The fifth 'CHiME' Speech Separation and Recognition Challenge: Dataset, task and baselines (1803.10609v1)

Abstract: The CHiME challenge series aims to advance robust automatic speech recognition (ASR) technology by promoting research at the interface of speech and language processing, signal processing , and machine learning. This paper introduces the 5th CHiME Challenge, which considers the task of distant multi-microphone conversational ASR in real home environments. Speech material was elicited using a dinner party scenario with efforts taken to capture data that is representative of natural conversational speech and recorded by 6 Kinect microphone arrays and 4 binaural microphone pairs. The challenge features a single-array track and a multiple-array track and, for each track, distinct rankings will be produced for systems focusing on robustness with respect to distant-microphone capture vs. systems attempting to address all aspects of the task including conversational LLMing. We discuss the rationale for the challenge and provide a detailed description of the data collection procedure, the task, and the baseline systems for array synchronization, speech enhancement, and conventional and end-to-end ASR.

• The paper presents a novel challenge using real dinner party recordings to advance distant multi-microphone ASR under adverse acoustic conditions.
• It details methodologies with synchronized Kinect and binaural arrays, where LF-MMI TDNN systems achieved 47.9% and 81.3% WER on respective setups.
• The study emphasizes the need for improved beamforming and robust acoustic models to overcome synchronization issues and enhance recognition accuracy.

Overview of the Fifth CHiME Speech Separation and Recognition Challenge

The Fifth CHiME Speech Separation and Recognition Challenge represents a significant endeavor to advance automatic speech recognition (ASR) technology, particularly under adverse conditions.

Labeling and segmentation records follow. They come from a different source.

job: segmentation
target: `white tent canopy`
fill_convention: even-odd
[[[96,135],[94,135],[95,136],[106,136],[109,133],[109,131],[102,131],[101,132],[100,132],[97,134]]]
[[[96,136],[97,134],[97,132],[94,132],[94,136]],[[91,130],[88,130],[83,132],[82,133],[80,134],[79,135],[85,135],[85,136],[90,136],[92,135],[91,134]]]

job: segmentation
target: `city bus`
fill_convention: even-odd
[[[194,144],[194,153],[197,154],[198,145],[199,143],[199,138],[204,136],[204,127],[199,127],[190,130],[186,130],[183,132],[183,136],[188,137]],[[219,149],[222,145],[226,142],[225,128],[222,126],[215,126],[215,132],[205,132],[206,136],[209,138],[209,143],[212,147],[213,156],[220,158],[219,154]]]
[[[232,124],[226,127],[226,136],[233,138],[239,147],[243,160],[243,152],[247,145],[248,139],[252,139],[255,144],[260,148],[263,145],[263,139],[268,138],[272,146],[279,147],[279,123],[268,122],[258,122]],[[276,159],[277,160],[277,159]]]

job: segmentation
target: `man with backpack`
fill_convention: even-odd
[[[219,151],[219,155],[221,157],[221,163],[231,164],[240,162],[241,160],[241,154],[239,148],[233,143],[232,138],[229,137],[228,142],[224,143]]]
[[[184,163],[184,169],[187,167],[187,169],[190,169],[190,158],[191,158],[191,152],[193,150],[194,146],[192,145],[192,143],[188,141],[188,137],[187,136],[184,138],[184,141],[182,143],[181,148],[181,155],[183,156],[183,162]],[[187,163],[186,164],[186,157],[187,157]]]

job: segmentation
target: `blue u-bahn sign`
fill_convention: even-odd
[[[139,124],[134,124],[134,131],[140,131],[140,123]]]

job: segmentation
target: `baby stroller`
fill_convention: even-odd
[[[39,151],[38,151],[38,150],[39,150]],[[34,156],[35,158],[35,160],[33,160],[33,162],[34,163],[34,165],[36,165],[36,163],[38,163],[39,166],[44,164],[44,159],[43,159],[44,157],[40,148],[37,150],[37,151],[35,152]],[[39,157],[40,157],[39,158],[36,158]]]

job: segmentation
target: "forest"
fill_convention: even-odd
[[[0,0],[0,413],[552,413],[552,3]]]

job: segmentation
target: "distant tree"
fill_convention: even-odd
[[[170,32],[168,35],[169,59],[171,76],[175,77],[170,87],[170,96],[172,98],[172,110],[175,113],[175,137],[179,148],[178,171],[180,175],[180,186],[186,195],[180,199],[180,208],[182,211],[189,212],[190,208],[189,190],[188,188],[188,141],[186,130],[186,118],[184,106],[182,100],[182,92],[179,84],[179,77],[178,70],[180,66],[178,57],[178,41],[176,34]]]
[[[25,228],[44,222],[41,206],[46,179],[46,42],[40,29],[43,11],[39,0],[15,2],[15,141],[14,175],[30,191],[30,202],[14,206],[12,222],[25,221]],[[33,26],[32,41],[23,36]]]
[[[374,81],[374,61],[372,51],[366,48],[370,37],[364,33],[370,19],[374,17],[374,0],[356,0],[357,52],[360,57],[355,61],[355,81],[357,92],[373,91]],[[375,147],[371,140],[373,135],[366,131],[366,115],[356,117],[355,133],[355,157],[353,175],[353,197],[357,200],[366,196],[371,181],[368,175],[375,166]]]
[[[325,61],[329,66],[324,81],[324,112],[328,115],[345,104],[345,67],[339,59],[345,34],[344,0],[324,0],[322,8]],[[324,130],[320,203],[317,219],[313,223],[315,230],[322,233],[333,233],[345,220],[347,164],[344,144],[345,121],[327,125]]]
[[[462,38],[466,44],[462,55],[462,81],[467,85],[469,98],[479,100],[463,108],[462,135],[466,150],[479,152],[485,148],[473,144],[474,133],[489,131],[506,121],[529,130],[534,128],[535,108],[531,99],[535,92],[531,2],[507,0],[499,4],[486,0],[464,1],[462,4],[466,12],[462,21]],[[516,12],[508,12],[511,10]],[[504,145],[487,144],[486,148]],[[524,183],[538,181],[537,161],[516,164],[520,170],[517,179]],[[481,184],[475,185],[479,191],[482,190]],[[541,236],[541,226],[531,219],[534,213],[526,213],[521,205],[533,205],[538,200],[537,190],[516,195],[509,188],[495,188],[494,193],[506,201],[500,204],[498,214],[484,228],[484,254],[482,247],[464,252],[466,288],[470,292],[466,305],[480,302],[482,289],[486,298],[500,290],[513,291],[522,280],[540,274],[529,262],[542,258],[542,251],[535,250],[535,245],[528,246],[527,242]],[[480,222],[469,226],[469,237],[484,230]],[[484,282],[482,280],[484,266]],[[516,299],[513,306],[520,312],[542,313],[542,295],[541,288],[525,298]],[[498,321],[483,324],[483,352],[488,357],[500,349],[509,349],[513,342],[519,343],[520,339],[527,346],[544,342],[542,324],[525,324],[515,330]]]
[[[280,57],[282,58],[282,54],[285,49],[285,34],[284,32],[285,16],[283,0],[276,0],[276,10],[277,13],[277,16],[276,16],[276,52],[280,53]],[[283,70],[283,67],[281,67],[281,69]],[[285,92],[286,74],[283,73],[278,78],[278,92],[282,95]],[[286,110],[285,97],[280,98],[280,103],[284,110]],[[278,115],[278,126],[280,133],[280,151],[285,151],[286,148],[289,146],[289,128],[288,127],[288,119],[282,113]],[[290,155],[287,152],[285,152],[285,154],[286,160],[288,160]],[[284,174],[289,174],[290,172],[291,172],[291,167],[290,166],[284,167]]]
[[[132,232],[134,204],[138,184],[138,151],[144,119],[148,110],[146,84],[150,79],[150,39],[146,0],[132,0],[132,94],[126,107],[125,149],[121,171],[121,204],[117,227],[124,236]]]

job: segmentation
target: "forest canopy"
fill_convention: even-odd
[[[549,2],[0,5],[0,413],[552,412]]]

This iteration focuses on distant multi-microphone conversational ASR within real home environments, emulating a dinner party context. The challenge seeks to amalgamate advancements in speech processing, audio enhancement, and machine learning to tackle the complexities of conversational speech captured via distant microphones.

Dataset and Task Design

Data Collection:

The dataset comprises recordings from twenty dinner parties, each with four participants who know each other well, aiming to maintain natural conversational dynamics. Recordings were made with six Kinect microphone arrays and four binaural microphone pairs in 20 distinct homes. The scenario was meticulously structured to include varied environments like kitchens, dining rooms, and living rooms to ensure diverse acoustic profiles.

Technical Characteristics:

The audio was captured using commercially available devices, with Kinects providing a linear array of microphones and binaural microphones augmenting transcription accuracy. Despite strategic device placement, synchronization across devices posed a challenge due to clock drift. A cross-correlation approach was employed to estimate synchronous alignment across devices.

Challenge Tracks and Baselines

The challenge delineates two primary tracks:

1. Single-array Track: Systems are restricted to using the reference array for ASR.
2. Multiple-array Track: Utilizes all available arrays, permitting more complex processing approaches.

Within each track, systems are divided into:

• Ranking A: Focuses on acoustic robustness, utilizing conventional acoustic modeling approaches without altering the provided lexicon or LLM.
• Ranking B: Allows modifications to lexicons and LLMs, including the integration of end-to-end processing systems.

ASR Baselines and Results

Baseline Systems:

Baseline performance was assessed using several ASR configurations. Specifically, the use of a conventional GMM system, an LF-MMI TDNN system, and an end-to-end ASR model were explored. The LF-MMI TDNN system showed significant promise, albeit the challenge's complexities resulted in high overall word error rates (WERs).

Performance Metrics:

• The WERs for the development set using binaural microphones were substantially lower than those obtained via the Kinect arrays, illustrating the difficulties posed by distant microphone capture.
• The LF-MMI TDNN system achieved a dev set WER of 47.9% with binaural microphones and 81.3% with the Kinect reference array, underscoring the challenge of acoustic robustness in distant environments.

Implications and Future Directions

The CHiME challenge series serves as a pivotal benchmark for evaluating ASR system performance in real-world, challenging settings. The findings accentuate the ongoing need for improved enhancement techniques and robust modeling strategies, particularly in tackling distance-induced acoustic degradation and spontaneous speech characteristics.

As future developments in ASR and related AI fields progress, the integration of advanced learning models, enhanced beamforming techniques, and refined language processing systems holds promise for overcoming these obstacles. The CHiME-5 dataset, coupled with its baseline evaluations, offers a robust platform for continued research, encouraging the exploration of novel methodologies that can ultimately enhance the realism and applicability of ASR systems worldwide.